|
[Date Prev][Date Next][Thread Prev][Thread Next][Date Index][Thread Index] Re: Block protocol incompatibilities with 4K logical sector size disks
On Thu, Aug 29, 2024 at 05:42:45PM +0200, Roger Pau Monné wrote:
> On Thu, Aug 29, 2024 at 01:15:42PM +0000, Anthony PERARD wrote:
> > On Thu, Aug 29, 2024 at 12:59:43PM +0200, Roger Pau Monné wrote:
> > > The following table attempts to summarize in which units the following
> > > fields
> > > are defined for the analyzed implementations (please correct me if I got
> > > some
> > > of this wrong):
> > >
> > > │ sectors xenbus node │ requests sector_number │
> > > requests {first,last}_sect
> > > ────────────────────────┼─────────────────────┼────────────────────────┼───────────────────────────
> > > FreeBSD blk{front,back} │ sector-size │ sector-size │
> > > 512
> > > ────────────────────────┼─────────────────────┼────────────────────────┼───────────────────────────
> > > Linux blk{front,back} │ 512 │ 512 │
> > > 512
> > > ────────────────────────┼─────────────────────┼────────────────────────┼───────────────────────────
> > > QEMU blkback │ sector-size │ sector-size │
> > > sector-size
> > > ────────────────────────┼─────────────────────┼────────────────────────┼───────────────────────────
> > > Windows blkfront │ sector-size │ sector-size │
> > > sector-size
> > > ────────────────────────┼─────────────────────┼────────────────────────┼───────────────────────────
> > > MiniOS │ sector-size │ 512 │
> > > 512
> > > ────────────────────────┼─────────────────────┼────────────────────────┼───────────────────────────
> > > tapdisk blkback │ 512 │ sector-size │
> > > 512
Tapdisk situation seems more like:
tapdisk blkback │ ?????????? │ ??????????? │
?????
I've looks at the implementation at xapi-project/blktat[1] and the way
sector_number or {first,last}_sect seems to be used varied on which
backend is used (block-vhd, block-nbd, block-aio).

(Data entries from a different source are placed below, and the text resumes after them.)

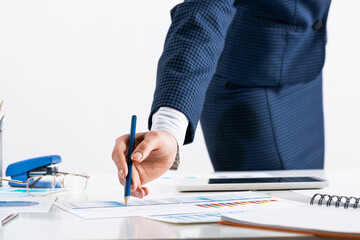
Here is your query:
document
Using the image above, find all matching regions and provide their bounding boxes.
[0,195,56,213]
[55,192,301,223]
[0,211,18,224]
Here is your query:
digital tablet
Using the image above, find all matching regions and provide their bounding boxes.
[175,176,329,192]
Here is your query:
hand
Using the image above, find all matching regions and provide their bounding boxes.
[112,131,177,198]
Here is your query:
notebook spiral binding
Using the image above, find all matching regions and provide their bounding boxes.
[310,193,360,209]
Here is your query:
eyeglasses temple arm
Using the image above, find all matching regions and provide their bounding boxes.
[0,178,27,184]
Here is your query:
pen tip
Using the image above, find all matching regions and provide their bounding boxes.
[124,197,130,206]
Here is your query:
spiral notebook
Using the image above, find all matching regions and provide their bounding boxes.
[221,194,360,239]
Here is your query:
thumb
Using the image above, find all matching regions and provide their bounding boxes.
[131,132,160,163]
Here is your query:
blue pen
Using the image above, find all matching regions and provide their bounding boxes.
[124,115,136,205]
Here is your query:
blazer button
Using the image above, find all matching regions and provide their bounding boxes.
[313,20,324,31]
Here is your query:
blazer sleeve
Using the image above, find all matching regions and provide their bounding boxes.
[149,0,236,144]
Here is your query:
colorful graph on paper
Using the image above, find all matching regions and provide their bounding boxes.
[196,199,277,208]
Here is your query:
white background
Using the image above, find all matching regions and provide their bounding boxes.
[0,0,360,174]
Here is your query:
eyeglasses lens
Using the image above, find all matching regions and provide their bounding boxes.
[28,175,56,196]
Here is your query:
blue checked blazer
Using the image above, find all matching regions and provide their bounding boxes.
[149,0,330,171]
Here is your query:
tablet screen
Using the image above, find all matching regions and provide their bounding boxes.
[209,177,325,184]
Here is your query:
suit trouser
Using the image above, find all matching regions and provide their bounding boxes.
[201,75,324,171]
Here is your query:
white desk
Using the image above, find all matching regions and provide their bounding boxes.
[3,170,359,240]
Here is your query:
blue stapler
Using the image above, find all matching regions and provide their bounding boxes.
[5,155,61,187]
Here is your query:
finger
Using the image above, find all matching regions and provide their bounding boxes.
[130,167,141,192]
[131,131,160,163]
[112,134,129,178]
[130,187,146,199]
[118,173,125,186]
[141,187,149,197]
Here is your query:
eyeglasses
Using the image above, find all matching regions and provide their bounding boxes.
[0,172,90,197]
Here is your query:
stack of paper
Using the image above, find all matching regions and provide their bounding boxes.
[55,192,301,223]
[221,205,360,238]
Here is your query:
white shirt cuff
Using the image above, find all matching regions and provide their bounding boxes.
[151,107,189,148]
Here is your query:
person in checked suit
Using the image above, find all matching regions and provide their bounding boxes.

[1] https://github.com/xapi-project/blktap
block-vhd seems mostly sectors of 512 but recalculated with "s->spb"
(sector per block?) but still, sector seems to be only 512.
block-nbd seems to set "sector-size" to always 512, but uses
"sector-size" for sector_number and {first,last}_sect.
The weirdest one is block-aio, where on read it multiply sector_number
and {first,last}_sect by 512, but on write, those are multiplied by
"sector-size". With "sector-size" set by ioctl(BLKSSZGET)
At least, is seems "sectors" is a multiple of 512 on all those, like in
the table, but I've only look at those 3 "drivers".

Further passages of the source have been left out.